Cet opéra est finalement très lié au contexte de son écriture et c'est dans cet esprit qu'il faut aller, non pas le voir donc, mais plutôt l'entendre, la représentation ici proposée me parait en effet assez fidèle à cet esprit (aussi est il peut être difficile de faire autrement). On vient donc écouter des chanteurs. Donner une appréciation globale de cet opéra n'est possible qu'à partir du moment où l'on accepte de placer la virtuosité vocale en critère d'appréciation prioritaire, passé ce cap je peux donc dire que cette réprésentation était sublime tant les chanteurs ont été éblouissants de talent.

vendredi 20 mars 2009

Werther de Massenet - Jurgen Rose / Kent Nagano

Werther de Jules Massenet est mis en scène par Jurgen Rose et dirigé par Kent Nagano, la représentation est celle du 6 mars 2009 à l'opéra Bastille.

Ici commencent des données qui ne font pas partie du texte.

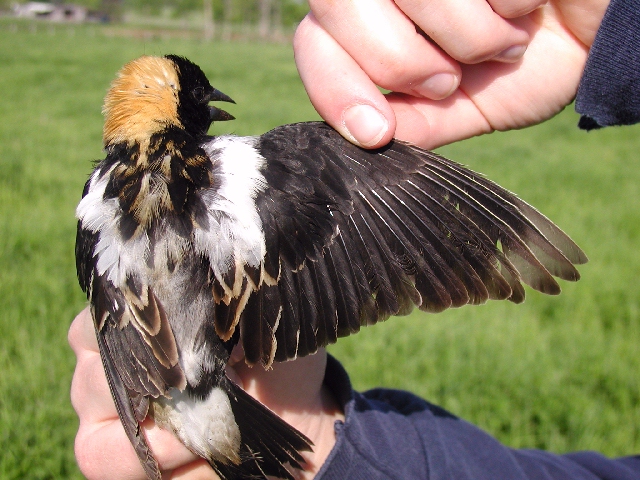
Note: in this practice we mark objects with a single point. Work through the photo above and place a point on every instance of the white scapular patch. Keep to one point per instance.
(114, 257)
(233, 215)
(207, 427)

Werther est un drame tiré de Goethe, la scène se passe à Francfort, c'est l'histoire d'une jeune femme, Charlotte (Susan Graham), qui a promis à sa mère mourante d'épouser Albert (Ludovic Tézier), un homme ayant une bonne situation mais dont elle n'est pas amoureuse. Elle est au contraire tombée passionnément amoureuse de Werther, joué ici par le baryton Rolando Villazon (ce qui est rare dans cet opéra), passion qui est réciproque mais qu'elle se refuse à avouer à cause de son serment.
Susan accomplit son devoir et épouse Albert, Werther ne tient plus et veut partir, elle lui dit de revenir à Noel mais lui dit qu'il ne reviendra pas. Il revient malgré tout à Noel, Susan avoue enfin ses sentiments mais ne peut tromper son mari. Werther se donne la mort mais se sait pardonné lorsqu'il entend les chants de Noël.

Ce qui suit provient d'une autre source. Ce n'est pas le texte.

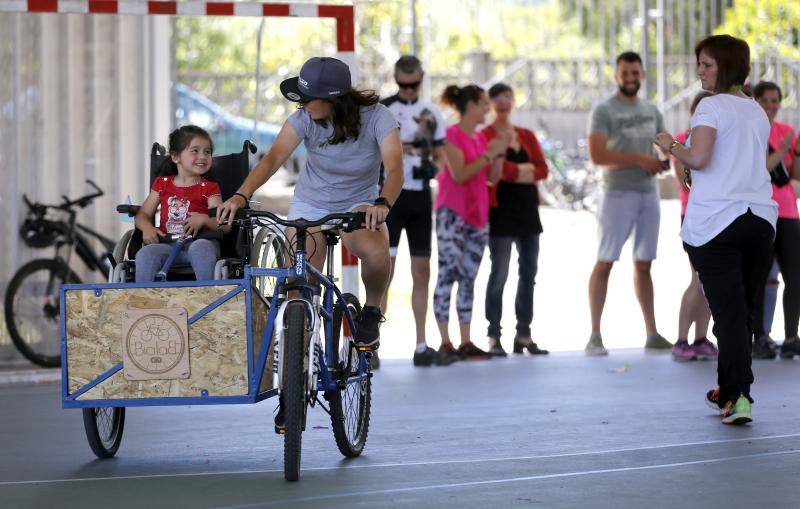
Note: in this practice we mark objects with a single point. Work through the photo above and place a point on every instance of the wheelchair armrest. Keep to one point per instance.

Cet opéra, bien que dramatique et très marqué par le protestantisme (le "devoir" de Susan revient comme un leitmotiv, reste porteur d'espérance avec ce thème de Noel toujours en demi-teinte, ce qui le rend d'autant plus beau.
Cette représentation fut très impressionnante tant sur le plan musical que scénique, Rolando Villazon prête à merveille sa belle voix de baryton, une gravité qui rend parfaitement la dimension tragique insufflée par Goethe, de même que Susan Graham qui est poignante de justesse dans la douleur et le déchirement qu'elle exprime. Je mettrai un bémol pour l'un des interprètes secondaires (Christian Jean) et pour l'harmonie chanteurs/orchestre, il y a des moments où un léger décalage entre ceux-ci s'est fait entendre. C'est là le seul bémol que je mettrai car tout le reste était excellent.

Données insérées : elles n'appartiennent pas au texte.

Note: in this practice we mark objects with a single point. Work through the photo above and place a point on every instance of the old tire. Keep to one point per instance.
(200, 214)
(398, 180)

La mise en scène en fait partie, de très bonnes idées, beaucoup de vie dans le jeu de scène et de justesse dans l'ambiance ainsi rendue. La joie et l'harmonie du début tranche clairement avec la dureté de l'éloignement à la fois physique et affectif entre Werther et Charlotte, avant et même après les retrouvailles de Noel.
La scène est composée d'un rocher central sur lequel est disposé le bureau de Werther (un bureau de poète, hommage à l'auteur) autour duquel le décor tourne, ce rocher illustre le départ et l'isolement de Werther. L'utilisation de ce décor est plutôt géniale : à l'ouverture de chaque acte, un rideau fin sur lequel des extraits de l'opéra sont comme griffonés est baissé et l'on peut voir par transparence Werther posant sur son rocher illuminé et le décor et ses accessoires tournant autour dans la pénombre. En bref, le rendu est très visuel, très esthétique et frappant de profondeur.
Le jeu de scène est lui aussi imprégné de ce dynamisme circulaire et occupe bien l'espace, cette dimension circulaire imprègne en fait toute la représentation et rajoute au tragique de la scène qui se déroule sous nos yeux.

Pour conclure, car il faut bien finir, je dirai simplement que c'est beau, très beau, très prenant et vraiment réussi. Il est par ailleurs agréable d'entendre un opéra en français, ce qui est rare cette année. Profitez-en, c'est à ne pas manquer.

jeudi 19 mars 2009

Le nozze di Figaro de W.A Mozart - J-L Martinoty / M. Minkowski

Le nozze di Figaro de W.A Mozart, mis en scène par Jean-Louis Martinoty et dirigé par Marc Minkowski, donné au Théatre des Champs Elysées, représentation du 3 mars 2009.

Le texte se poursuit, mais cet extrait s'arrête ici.